I receive a lot of questions about how I approach the photography aspect of food blogging and hope that this little section provides you with some insight. The biggest ally in photographing food is a lot of natural light. I don’t use any artificial lights or flashes, which can cast some unfavorable shadows and hues onto the food.

Sometimes the food looks great straight from the camera, but sometimes it can use a little bit of editing. I try to get the photos right in the frame so that I don’t have to do much adjusting later. I do the majority of my photo editing in Adobe Lightroom and sometimes use Adobe Photoshop as an additional tool.

I go into greater detail about my photography process in this post:

Food Photography Tips

I receive many emails regarding the type of camera and lenses I use, so I put together a list of my equipment below. Please note that I don’t use any type of external flashes, bounces or extra photography equipment.

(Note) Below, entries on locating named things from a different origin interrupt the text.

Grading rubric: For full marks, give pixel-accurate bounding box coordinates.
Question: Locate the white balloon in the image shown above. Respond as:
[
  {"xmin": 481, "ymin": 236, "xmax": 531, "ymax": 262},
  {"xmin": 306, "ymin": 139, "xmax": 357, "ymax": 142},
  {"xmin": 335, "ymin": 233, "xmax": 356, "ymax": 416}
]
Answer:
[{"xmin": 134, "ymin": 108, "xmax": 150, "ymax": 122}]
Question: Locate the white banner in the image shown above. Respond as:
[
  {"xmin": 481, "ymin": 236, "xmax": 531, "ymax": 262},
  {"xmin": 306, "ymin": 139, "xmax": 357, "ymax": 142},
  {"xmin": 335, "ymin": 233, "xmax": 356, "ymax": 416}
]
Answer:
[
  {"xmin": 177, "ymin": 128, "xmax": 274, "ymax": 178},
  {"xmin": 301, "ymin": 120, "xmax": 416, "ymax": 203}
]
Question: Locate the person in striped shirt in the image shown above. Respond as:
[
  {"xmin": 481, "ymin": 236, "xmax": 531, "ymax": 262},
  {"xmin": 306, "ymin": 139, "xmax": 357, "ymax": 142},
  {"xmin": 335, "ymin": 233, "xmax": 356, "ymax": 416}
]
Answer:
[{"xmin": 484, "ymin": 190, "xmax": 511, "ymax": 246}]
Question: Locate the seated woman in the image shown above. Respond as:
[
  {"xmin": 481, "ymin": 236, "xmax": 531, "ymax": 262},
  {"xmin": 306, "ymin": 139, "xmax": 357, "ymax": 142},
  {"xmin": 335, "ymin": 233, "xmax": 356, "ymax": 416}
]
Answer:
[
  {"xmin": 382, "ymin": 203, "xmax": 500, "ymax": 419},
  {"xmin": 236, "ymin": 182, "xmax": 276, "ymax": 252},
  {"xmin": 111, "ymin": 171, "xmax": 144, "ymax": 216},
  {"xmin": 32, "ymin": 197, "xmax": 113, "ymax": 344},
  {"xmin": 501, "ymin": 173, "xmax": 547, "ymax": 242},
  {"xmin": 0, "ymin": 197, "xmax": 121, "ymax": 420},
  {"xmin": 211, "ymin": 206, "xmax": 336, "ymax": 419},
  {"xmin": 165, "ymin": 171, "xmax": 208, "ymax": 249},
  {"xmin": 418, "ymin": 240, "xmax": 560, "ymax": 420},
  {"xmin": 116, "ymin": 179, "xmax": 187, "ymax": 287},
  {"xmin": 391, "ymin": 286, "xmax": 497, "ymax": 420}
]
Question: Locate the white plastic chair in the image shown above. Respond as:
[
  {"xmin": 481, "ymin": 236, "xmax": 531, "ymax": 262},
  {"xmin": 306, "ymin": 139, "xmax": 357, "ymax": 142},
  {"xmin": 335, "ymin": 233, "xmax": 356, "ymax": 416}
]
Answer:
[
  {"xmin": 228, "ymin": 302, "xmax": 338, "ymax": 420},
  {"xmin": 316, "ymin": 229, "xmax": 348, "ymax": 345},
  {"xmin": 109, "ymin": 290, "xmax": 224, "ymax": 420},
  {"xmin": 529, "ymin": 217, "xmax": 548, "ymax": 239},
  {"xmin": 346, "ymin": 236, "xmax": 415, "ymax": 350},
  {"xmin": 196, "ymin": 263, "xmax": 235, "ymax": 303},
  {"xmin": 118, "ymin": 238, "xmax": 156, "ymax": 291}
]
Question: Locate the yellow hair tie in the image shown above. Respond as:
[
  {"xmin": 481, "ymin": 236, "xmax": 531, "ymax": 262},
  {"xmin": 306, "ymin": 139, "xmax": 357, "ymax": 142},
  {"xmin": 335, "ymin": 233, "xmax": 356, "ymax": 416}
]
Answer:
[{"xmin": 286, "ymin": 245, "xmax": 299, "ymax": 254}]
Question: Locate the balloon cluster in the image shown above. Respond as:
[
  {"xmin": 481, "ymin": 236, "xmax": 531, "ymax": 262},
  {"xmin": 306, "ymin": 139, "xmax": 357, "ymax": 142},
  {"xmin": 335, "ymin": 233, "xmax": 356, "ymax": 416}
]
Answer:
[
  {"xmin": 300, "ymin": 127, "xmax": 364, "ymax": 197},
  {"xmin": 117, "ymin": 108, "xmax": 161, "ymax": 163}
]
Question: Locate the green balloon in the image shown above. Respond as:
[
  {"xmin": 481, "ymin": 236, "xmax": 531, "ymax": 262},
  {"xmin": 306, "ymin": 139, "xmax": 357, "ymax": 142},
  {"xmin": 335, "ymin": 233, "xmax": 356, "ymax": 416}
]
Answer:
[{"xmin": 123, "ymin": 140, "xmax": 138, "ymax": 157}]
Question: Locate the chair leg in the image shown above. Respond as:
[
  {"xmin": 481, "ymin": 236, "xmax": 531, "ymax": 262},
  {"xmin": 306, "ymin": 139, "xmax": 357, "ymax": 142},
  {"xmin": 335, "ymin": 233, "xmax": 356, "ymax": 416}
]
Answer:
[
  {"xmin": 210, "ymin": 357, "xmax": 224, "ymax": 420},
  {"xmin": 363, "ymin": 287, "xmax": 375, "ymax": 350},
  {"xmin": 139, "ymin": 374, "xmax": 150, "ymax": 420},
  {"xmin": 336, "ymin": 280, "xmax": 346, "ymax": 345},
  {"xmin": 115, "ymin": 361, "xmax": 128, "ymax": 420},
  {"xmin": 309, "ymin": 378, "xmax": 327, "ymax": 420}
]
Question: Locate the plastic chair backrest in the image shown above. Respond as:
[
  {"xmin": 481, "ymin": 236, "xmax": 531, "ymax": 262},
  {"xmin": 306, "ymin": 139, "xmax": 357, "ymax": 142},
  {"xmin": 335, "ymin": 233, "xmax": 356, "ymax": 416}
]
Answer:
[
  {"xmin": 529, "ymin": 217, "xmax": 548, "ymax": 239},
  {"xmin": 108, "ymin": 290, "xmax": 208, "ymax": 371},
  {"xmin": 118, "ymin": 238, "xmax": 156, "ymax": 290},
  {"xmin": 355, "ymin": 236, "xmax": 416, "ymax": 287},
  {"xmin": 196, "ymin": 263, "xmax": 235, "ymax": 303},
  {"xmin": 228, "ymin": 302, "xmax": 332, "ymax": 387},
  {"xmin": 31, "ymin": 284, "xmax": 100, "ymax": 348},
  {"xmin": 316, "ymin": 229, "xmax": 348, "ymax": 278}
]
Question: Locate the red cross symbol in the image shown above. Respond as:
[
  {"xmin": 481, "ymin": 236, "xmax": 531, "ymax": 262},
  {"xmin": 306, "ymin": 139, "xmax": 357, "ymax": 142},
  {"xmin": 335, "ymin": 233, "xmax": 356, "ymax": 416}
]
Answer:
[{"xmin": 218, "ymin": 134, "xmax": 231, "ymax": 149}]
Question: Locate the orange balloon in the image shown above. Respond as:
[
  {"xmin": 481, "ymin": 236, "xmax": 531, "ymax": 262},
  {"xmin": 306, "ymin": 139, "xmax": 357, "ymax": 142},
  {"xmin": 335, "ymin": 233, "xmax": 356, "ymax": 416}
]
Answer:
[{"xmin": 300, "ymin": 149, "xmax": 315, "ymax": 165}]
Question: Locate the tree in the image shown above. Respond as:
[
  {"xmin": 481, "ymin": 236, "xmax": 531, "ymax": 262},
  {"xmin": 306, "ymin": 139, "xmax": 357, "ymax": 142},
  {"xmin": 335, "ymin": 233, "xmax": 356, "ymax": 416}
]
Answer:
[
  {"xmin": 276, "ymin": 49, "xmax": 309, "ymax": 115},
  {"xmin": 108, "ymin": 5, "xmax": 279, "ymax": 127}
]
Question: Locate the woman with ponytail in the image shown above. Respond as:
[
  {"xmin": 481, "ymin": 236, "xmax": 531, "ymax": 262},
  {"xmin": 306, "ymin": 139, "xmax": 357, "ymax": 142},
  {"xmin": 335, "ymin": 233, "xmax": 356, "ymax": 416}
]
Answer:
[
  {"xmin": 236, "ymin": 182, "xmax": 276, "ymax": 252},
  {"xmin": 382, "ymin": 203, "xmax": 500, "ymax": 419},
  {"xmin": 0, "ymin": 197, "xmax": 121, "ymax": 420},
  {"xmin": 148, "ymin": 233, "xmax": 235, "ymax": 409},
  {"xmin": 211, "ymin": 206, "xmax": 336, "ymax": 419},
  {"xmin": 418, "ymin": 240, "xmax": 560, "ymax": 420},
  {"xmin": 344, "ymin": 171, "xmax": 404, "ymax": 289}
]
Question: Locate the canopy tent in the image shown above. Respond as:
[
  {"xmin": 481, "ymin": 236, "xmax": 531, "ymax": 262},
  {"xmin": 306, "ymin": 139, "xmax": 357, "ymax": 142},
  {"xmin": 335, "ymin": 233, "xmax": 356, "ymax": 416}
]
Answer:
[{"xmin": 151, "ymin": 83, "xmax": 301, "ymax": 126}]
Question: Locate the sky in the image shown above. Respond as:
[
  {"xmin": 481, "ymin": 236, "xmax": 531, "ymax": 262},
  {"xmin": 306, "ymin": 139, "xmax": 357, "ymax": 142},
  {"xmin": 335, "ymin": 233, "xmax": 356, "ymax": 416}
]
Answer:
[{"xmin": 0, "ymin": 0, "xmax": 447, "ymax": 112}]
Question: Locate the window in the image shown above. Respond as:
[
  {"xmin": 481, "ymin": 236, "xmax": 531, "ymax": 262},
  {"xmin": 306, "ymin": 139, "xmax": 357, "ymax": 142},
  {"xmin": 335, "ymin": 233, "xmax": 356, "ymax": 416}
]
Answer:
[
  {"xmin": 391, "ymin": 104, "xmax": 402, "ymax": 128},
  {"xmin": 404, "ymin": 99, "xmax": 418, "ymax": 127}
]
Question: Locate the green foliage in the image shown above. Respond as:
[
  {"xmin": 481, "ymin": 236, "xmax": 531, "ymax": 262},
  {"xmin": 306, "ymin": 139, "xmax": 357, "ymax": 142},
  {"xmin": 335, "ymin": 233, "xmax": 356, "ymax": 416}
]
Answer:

Brown Eyed Baker Photo Equipment

  • Canon EOS 5D Mark III. I have been shooting with this full-frame camera since December 2012; prior to that I was using the Canon EOS Rebel T2i dSLR Camera, which I had been shooting with since December 2010. I originally started the blog shooting with a Canon PowerShot point and shoot camera, and then moved to a Panasonic Lumix before heading down the dSLR road. I have been incredibly happy with this camera, and have found the array of Canon lenses more than meet my needs for food photography.
  • Canon 100mm f/2.8L Macro Lens. This has become my go-to lens for food photography and I take about 95% of my photos with it; it’s a very tight lens at 100mm so you have do some moving when framing shots, but the amount of detail that it’s able to capture is phenomenal.
  • Canon 50mm f/1.4 Lens. The first lens that I bought with my first dSLR was the 50mm 1.8, and then upgraded to the f/1.4 version in early 2012. It’s a great all-around lens that can be used for food photos, as well as portraits and everyday photography.
  • Canon 35mm f/1.4L Wide Angle Lens. This is an absolutely phenomenal lens for everyday photography and/or travel. I have taken it with me on a couple of trips, and the quality of the photos is amazing. I don’t use it as often for food photography, but it does come in handy when I am taking “process” photos and need a wider angle than a 50mm lens provides.
  • Canon 24-70mm f/2.8L Zoom Lens. This is a great all-purpose lens if you’re not quite sure what zoom length you will need for a given project or trip. I rarely use it for food photography, but it is great when you need a range of zoom lengths. It was the perfect choice when we visited the National Air Force Museum.
  • Canon 70-300mm f/4-5.6L Telephoto Zoom Lens. This is not a lens that I’ve ever used for food photography, but it is seriously amazing if you attend sporting events of any kind. It took fabulous pictures at the Western & Southern Open tennis tournament, and it captures great shots of the moon!

The biggest piece of advice I can give to anyone with questions on food photography is to read as much as you can and then practice, practice, practice. The more familiar you are with your camera and its functions, the better you understand how the light affects the resulting photos, and more comfortable you become adjusting setting on the fly, the better your photos will become. It takes time and practice. Find some photos in magazines or on websites that you like, and try to recreate them, giving yourself little assignments. The more you shoot, the better! Most importantly, have fun!